100 Streets Review



London is not a ghettoised city. Just take the area this very writer grew up in – a mere minute away from a small region affectionately described as ‘Crackhead Corner’, and yet just down the road from ‘Little Venice’. That’s the way London always has been, and in this very same region of West London we’ve seen films depicted of late in Brotherhood and Kids in Love, both exploring contrasting social classes and cultures, and without any crossover. 100 Streets seeks to rectify this, interweaving people from all backgrounds, in a fair, authentic portrayal of London life – at least that’s how it starts.

Established TV director Jim O’Hanlon makes his cinematic bow with this endeavour, which centres on five primary characters; the lauded, ex-Rugby international Max (Idris Elba), whose tumultuous marriage with partner Emily (Gemma Arterton) is on the brink of irreversible collapse. Then we have the latter’s former mentor, the thespian Terence (Ken Stott), who takes a liking to wayward youth Kingsley (Franz Drameh) – hoping to find a route out of the dangerous path he has carved for himself, selling drugs under the watchful eye of a callous gangster – all the way to cheeky cab driver George (Charlie Creed-Miles), hoping to adopt a child with his wife, only to find his life rocked when involved in an accident on the job.

Often when dealing with ensemble features of this nature, the paramount shortcoming derives from the inability to balance a myriad of conflicting narratives in a seamless fashion – but that’s the one area that O’Hanlon, along with writer Leon Butler, thrives in, remaining well within their means and maintaining a sense of simplicity, as we’ve got just a limited, manageable number of character to invest in, never feeling overwhelming or as though we’re making compromises to fit them all in. Each character is given the time to allow their own respective story to flourish – it’s just the deviation away from reality which lets this title down.

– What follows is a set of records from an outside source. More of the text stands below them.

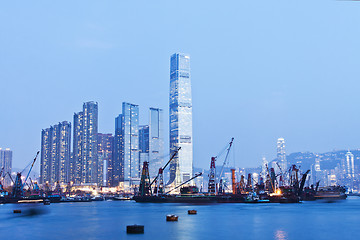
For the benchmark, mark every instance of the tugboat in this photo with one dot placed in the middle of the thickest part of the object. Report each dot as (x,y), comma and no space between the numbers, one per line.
(331,193)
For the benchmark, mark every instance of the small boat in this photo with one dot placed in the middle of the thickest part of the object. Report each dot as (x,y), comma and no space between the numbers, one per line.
(171,218)
(192,212)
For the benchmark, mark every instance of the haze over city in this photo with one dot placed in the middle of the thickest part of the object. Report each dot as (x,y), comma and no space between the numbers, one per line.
(260,70)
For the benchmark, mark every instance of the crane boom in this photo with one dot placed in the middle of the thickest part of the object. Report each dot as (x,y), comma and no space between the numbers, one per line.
(227,154)
(32,165)
(196,175)
(163,168)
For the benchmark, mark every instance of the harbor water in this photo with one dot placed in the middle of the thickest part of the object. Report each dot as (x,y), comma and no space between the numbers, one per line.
(108,220)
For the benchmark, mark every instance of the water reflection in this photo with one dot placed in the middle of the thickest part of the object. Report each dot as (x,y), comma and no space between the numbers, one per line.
(280,235)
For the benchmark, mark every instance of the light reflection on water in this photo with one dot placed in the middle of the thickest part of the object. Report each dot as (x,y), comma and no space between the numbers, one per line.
(108,220)
(280,235)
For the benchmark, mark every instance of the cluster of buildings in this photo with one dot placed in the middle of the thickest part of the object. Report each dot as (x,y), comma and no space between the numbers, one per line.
(77,153)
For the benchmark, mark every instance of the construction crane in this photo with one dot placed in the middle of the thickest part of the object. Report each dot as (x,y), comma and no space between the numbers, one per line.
(223,166)
(159,188)
(196,175)
(227,154)
(213,187)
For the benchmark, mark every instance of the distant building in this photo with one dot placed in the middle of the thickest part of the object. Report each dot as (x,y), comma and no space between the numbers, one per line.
(180,118)
(105,158)
(151,142)
(5,165)
(281,154)
(144,145)
(350,167)
(156,141)
(85,153)
(126,158)
(55,153)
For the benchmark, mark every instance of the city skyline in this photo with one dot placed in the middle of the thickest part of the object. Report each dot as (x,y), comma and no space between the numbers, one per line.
(244,77)
(180,119)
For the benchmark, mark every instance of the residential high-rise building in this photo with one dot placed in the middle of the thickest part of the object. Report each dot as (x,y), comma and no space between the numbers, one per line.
(144,145)
(55,153)
(151,142)
(350,167)
(281,154)
(180,118)
(126,154)
(5,165)
(118,165)
(156,141)
(85,153)
(105,156)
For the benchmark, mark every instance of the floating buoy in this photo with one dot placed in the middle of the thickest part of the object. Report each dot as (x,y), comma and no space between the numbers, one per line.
(171,218)
(135,229)
(192,212)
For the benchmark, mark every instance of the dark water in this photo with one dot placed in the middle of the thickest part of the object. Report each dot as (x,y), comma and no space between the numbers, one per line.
(108,220)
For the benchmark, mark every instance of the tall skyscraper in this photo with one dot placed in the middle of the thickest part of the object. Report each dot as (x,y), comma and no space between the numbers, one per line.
(144,145)
(55,153)
(118,165)
(85,152)
(6,165)
(156,141)
(350,167)
(281,154)
(180,118)
(126,159)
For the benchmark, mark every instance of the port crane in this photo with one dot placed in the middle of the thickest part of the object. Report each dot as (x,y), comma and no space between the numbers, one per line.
(213,187)
(159,185)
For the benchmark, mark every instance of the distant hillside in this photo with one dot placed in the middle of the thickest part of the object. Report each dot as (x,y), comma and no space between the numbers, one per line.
(328,160)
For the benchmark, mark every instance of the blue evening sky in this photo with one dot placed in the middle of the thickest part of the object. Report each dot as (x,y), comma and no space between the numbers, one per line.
(260,70)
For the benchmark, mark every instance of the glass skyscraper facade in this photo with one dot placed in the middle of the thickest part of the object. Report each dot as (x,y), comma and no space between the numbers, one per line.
(85,153)
(144,144)
(105,157)
(281,154)
(180,118)
(6,165)
(55,153)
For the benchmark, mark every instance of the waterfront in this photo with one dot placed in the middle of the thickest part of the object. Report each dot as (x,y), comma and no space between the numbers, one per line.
(108,220)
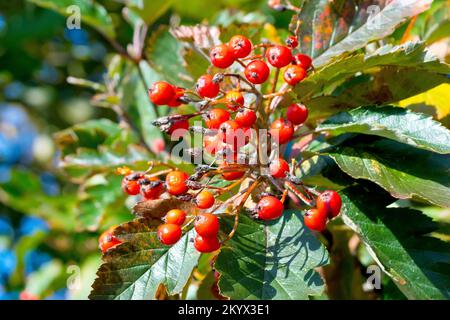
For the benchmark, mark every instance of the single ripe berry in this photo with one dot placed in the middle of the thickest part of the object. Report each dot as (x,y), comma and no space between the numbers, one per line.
(230,175)
(278,168)
(292,42)
(329,202)
(108,240)
(257,72)
(315,219)
(294,74)
(235,100)
(222,56)
(204,200)
(240,46)
(161,93)
(151,188)
(206,244)
(130,183)
(279,56)
(169,233)
(176,182)
(175,216)
(282,130)
(302,60)
(269,208)
(206,87)
(175,102)
(180,124)
(215,117)
(207,225)
(297,113)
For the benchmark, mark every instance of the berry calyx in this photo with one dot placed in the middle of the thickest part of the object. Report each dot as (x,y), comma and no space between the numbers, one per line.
(206,87)
(245,118)
(235,100)
(269,208)
(175,216)
(206,244)
(240,46)
(205,200)
(215,117)
(278,168)
(257,72)
(108,240)
(329,202)
(222,56)
(302,60)
(294,74)
(282,129)
(169,233)
(279,56)
(315,219)
(292,42)
(297,113)
(207,225)
(161,93)
(176,182)
(130,184)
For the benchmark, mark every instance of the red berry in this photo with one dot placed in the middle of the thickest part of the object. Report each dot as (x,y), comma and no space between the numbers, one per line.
(235,100)
(175,216)
(204,200)
(302,60)
(108,240)
(245,118)
(230,175)
(215,117)
(180,124)
(206,87)
(297,113)
(161,93)
(207,225)
(269,208)
(176,182)
(175,102)
(151,188)
(329,202)
(222,56)
(278,168)
(292,42)
(169,233)
(130,184)
(283,130)
(240,46)
(206,244)
(315,219)
(257,72)
(279,56)
(294,74)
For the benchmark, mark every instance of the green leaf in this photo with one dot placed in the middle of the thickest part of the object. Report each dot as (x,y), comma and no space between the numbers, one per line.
(404,171)
(274,260)
(329,29)
(398,124)
(419,264)
(90,12)
(136,268)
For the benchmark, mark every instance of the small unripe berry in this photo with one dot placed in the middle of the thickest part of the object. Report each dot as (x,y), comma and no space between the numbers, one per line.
(297,113)
(169,233)
(161,93)
(222,56)
(269,208)
(279,56)
(257,72)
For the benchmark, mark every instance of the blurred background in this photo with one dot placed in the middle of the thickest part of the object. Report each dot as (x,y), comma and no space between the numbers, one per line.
(44,251)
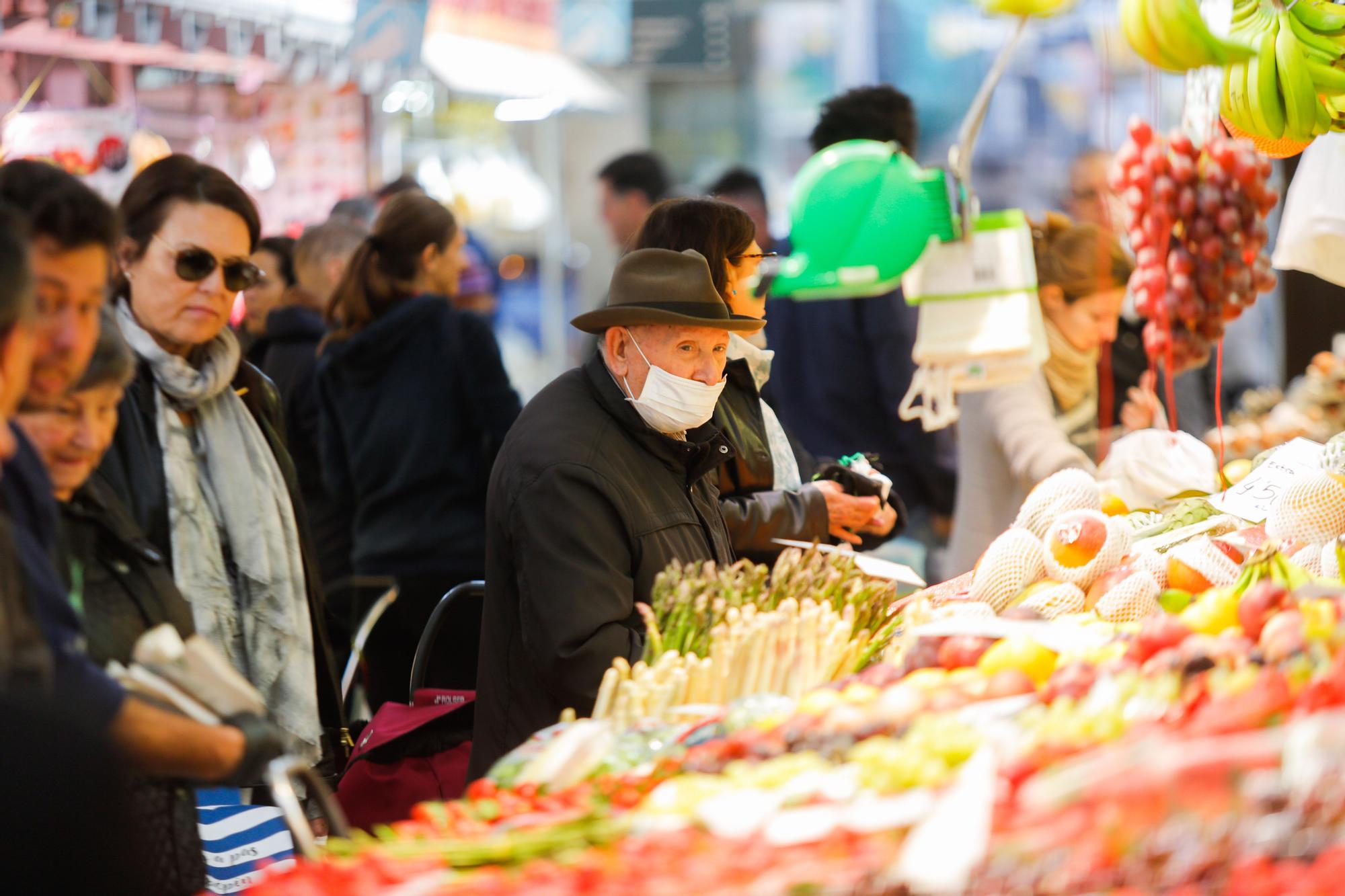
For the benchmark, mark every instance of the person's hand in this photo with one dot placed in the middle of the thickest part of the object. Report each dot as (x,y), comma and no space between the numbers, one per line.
(847,512)
(882,522)
(1143,408)
(262,743)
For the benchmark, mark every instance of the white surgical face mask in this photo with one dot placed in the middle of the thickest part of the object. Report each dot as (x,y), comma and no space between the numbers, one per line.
(673,404)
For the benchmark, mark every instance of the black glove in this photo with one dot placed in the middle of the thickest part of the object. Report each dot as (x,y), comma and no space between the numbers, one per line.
(263,743)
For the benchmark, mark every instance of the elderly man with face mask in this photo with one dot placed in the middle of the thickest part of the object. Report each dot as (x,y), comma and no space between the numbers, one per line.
(601,485)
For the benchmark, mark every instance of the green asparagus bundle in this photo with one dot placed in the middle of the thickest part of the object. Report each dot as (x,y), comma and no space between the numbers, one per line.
(789,650)
(689,600)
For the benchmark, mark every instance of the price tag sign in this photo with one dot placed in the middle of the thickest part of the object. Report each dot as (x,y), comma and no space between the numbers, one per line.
(1253,498)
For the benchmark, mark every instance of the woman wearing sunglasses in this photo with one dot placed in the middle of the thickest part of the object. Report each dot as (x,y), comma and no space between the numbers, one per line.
(198,454)
(762,490)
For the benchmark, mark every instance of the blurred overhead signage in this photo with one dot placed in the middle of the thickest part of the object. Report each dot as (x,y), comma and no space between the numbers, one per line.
(597,32)
(524,24)
(389,33)
(681,33)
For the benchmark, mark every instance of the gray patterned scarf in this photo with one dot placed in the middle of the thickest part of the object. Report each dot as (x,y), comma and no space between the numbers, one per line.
(235,540)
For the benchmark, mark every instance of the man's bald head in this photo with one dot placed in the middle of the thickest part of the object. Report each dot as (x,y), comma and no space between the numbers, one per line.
(322,255)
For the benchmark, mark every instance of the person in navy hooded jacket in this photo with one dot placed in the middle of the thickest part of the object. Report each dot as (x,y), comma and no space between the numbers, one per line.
(415,403)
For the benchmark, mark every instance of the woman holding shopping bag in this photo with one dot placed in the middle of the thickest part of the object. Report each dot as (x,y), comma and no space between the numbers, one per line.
(198,456)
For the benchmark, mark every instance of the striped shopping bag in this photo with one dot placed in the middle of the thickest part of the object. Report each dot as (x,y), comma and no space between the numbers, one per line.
(240,840)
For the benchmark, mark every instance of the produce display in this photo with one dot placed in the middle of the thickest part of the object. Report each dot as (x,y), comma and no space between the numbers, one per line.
(715,635)
(1188,686)
(1116,700)
(1196,217)
(1313,408)
(1282,77)
(1293,87)
(1172,36)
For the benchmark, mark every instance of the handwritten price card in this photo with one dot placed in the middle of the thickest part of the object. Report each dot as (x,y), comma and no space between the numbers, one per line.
(1253,498)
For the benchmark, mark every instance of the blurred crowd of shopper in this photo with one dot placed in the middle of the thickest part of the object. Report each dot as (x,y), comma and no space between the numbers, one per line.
(360,425)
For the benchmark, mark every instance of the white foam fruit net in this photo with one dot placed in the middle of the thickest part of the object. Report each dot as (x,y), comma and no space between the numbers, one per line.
(1210,561)
(1132,599)
(1108,559)
(1331,561)
(1055,495)
(1311,559)
(1058,600)
(1334,455)
(1152,563)
(1312,510)
(1011,564)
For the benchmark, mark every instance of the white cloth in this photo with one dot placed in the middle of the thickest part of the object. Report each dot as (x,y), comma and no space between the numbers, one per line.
(783,462)
(236,548)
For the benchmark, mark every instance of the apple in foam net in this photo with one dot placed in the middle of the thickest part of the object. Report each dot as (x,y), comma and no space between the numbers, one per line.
(1077,538)
(1106,583)
(1157,633)
(1009,682)
(1282,635)
(1184,577)
(1258,604)
(1229,551)
(962,650)
(1073,680)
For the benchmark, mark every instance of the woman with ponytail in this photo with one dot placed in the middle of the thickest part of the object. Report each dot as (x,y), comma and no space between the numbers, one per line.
(1009,439)
(415,405)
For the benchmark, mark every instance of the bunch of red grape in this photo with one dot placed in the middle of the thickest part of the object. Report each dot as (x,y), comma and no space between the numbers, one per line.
(1196,220)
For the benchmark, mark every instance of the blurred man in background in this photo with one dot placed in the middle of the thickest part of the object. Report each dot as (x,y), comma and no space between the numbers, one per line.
(843,366)
(1090,200)
(743,188)
(297,330)
(631,185)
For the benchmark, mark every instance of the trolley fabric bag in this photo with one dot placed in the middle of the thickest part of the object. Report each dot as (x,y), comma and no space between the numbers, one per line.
(407,755)
(240,840)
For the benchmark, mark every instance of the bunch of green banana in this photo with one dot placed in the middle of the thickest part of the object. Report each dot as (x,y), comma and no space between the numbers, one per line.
(1295,85)
(1172,36)
(1038,9)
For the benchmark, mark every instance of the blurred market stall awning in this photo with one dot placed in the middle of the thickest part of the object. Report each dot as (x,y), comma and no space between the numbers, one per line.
(497,69)
(37,37)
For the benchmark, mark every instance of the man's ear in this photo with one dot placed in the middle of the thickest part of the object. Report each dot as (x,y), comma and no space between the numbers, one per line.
(615,348)
(430,255)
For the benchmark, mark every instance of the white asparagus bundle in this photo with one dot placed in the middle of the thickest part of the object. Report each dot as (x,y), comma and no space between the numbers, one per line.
(789,650)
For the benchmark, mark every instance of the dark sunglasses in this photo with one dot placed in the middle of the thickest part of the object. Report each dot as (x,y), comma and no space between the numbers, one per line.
(197,264)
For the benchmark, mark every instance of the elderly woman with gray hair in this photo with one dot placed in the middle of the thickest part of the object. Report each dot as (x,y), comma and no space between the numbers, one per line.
(119,581)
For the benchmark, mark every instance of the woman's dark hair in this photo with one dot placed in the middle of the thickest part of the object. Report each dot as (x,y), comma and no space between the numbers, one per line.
(15,276)
(284,249)
(637,171)
(879,112)
(715,229)
(59,206)
(1079,259)
(178,178)
(384,268)
(114,364)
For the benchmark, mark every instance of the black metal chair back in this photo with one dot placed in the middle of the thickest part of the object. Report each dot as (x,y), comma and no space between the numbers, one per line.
(449,604)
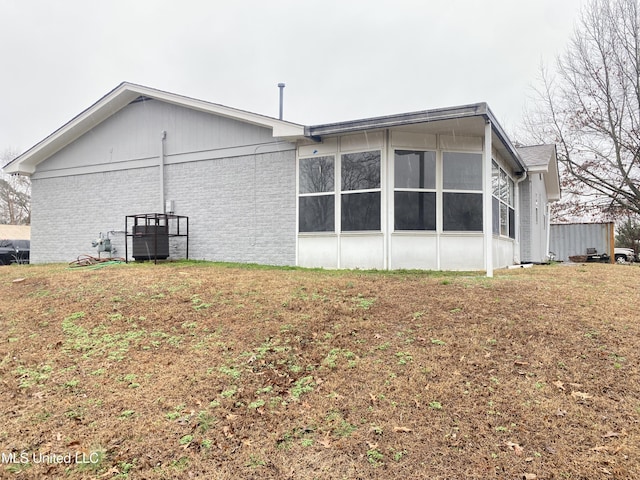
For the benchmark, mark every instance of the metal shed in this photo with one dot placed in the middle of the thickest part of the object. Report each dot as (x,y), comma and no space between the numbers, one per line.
(575,238)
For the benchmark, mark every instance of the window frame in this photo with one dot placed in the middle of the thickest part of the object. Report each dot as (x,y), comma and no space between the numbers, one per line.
(420,190)
(304,195)
(475,191)
(504,198)
(341,194)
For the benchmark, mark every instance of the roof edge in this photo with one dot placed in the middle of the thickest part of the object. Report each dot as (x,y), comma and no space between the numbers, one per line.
(118,98)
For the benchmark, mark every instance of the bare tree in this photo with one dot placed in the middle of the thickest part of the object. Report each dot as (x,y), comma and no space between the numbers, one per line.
(589,106)
(15,195)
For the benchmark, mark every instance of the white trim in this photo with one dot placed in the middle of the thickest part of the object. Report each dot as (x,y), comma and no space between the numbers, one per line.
(488,200)
(119,98)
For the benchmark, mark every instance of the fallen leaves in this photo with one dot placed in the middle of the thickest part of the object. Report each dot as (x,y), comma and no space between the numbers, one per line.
(517,449)
(580,395)
(402,429)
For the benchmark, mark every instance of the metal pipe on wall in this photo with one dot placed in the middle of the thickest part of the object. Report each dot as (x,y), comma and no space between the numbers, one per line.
(161,166)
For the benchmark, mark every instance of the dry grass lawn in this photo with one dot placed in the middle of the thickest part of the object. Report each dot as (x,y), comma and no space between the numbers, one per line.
(197,370)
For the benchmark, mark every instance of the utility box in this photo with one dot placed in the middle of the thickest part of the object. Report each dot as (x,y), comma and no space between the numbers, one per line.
(150,235)
(150,242)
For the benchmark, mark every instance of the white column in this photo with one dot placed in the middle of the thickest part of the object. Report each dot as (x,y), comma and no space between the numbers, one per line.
(486,195)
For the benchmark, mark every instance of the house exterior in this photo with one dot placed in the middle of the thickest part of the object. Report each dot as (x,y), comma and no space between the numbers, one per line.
(538,189)
(437,189)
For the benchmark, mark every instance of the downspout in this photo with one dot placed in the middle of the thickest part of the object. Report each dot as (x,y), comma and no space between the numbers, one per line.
(488,208)
(517,207)
(548,231)
(161,165)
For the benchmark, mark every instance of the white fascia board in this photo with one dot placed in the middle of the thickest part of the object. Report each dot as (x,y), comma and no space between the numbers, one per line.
(119,98)
(280,128)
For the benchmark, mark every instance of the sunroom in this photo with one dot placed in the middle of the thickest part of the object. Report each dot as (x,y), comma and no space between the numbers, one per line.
(433,190)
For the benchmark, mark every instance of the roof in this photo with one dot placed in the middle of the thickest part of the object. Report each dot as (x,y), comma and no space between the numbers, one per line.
(120,97)
(543,159)
(449,116)
(15,232)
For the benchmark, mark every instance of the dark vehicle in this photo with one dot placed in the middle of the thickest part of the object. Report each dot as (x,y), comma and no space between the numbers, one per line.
(14,251)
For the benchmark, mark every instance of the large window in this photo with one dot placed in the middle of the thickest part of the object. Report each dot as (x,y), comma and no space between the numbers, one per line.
(502,201)
(415,190)
(360,191)
(317,197)
(462,191)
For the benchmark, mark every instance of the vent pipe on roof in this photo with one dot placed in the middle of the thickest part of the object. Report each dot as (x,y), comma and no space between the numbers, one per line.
(281,87)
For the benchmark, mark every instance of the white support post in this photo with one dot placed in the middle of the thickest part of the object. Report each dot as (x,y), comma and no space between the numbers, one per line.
(486,196)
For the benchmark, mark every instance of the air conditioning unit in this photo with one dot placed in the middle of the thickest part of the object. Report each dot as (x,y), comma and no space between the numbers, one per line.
(150,242)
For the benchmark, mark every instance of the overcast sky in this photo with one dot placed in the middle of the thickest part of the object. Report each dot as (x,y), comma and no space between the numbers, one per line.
(340,59)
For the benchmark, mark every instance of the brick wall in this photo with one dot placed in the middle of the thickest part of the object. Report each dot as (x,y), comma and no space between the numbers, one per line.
(240,209)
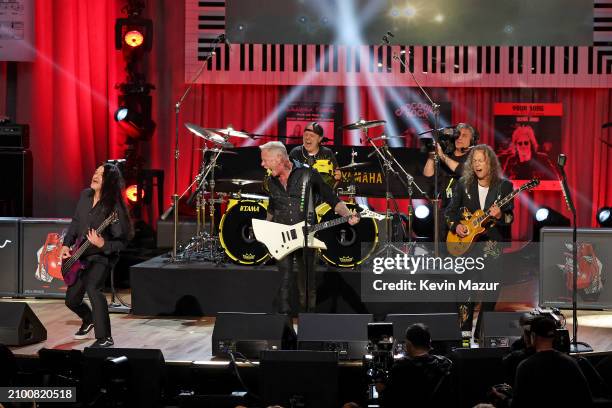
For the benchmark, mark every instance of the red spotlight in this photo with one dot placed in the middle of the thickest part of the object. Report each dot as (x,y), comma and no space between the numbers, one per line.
(133,38)
(131,193)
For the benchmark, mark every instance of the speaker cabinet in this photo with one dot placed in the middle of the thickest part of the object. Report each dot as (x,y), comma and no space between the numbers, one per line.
(130,377)
(19,326)
(250,333)
(346,334)
(16,191)
(500,329)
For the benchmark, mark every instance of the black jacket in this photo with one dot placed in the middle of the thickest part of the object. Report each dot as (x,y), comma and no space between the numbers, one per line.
(86,217)
(287,205)
(467,196)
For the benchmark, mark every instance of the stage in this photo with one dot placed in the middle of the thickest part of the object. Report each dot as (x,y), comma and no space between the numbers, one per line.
(188,339)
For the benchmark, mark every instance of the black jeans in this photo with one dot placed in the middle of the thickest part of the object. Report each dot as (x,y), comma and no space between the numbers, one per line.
(91,281)
(287,268)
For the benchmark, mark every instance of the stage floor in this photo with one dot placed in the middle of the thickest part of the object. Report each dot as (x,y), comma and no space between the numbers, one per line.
(185,339)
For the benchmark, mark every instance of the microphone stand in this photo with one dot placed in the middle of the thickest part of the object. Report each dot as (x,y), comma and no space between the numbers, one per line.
(435,108)
(177,110)
(576,346)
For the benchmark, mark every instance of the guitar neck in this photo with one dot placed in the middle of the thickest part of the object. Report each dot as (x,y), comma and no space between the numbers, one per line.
(328,224)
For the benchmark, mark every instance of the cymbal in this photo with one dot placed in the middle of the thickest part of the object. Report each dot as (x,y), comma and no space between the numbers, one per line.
(206,135)
(385,137)
(364,124)
(239,182)
(215,150)
(229,132)
(354,165)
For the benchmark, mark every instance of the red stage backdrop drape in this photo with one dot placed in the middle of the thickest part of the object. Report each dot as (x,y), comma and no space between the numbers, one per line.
(68,97)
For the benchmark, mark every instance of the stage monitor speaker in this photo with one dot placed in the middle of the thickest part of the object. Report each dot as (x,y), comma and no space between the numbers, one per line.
(250,333)
(346,334)
(131,377)
(19,326)
(500,329)
(9,256)
(299,378)
(443,327)
(16,191)
(41,241)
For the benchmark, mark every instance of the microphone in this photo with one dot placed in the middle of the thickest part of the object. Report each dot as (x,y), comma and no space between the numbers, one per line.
(223,37)
(561,160)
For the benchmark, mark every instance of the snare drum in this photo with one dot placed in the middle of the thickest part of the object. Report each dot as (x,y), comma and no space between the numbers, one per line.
(236,231)
(344,241)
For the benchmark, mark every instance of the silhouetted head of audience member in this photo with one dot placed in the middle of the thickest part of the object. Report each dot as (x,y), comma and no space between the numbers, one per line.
(543,330)
(418,340)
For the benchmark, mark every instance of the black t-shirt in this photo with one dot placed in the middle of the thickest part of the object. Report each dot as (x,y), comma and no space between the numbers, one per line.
(417,382)
(550,379)
(325,161)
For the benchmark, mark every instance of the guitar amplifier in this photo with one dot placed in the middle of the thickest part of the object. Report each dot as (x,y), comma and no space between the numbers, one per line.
(14,137)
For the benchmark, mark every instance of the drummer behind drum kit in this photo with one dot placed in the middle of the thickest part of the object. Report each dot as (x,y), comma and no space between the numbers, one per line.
(340,245)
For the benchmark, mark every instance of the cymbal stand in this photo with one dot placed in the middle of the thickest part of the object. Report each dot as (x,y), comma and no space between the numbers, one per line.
(435,108)
(388,169)
(409,184)
(177,111)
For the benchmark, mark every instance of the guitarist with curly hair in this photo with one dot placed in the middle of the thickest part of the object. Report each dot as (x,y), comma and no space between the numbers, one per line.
(91,228)
(480,188)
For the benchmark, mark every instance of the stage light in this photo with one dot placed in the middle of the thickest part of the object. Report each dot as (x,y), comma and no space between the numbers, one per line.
(547,217)
(133,38)
(422,223)
(131,193)
(542,214)
(421,211)
(604,217)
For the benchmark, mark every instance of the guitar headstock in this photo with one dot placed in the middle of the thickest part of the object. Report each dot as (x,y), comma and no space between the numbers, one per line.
(534,182)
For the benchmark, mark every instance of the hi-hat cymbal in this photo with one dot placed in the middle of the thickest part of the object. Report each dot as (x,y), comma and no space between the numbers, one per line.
(239,182)
(354,165)
(215,150)
(385,137)
(207,135)
(364,124)
(229,132)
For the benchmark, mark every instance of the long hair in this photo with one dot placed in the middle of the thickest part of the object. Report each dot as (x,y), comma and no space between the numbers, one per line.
(468,170)
(111,195)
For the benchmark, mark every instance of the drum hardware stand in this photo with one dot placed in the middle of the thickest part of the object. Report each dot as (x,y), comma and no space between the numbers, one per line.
(387,169)
(435,133)
(177,110)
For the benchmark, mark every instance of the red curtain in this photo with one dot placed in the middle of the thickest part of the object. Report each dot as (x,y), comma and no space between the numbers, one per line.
(68,97)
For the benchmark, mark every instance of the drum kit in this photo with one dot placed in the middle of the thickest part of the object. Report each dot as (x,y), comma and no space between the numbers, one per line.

100 Streets is subscribing to the notion of realism from the offset, attempting to studiously linger over the lives of people just like you or I. But as the narrative progresses, the film grows more inane and excessive. Of course big, dramatic occurrences such as those we witness in this film do happen in real life, but given the inclination to find a contrived way to tie everything together – with intersecting characters, crossing over into other parallel story-lines, that’s when you rely on coincidence, which is a word rather hard to adhere to in this overstated picture.

There’s just this completely superfluous desire to give each and every character a big send off, and some form of closure – with respective dramatic finales that are just so needless. More subtlety is required, as this annoying urge to tie up all loose ends makes for a distinctly cold conclusion, and one that sadly undoes much of the good work achieved in the opening act.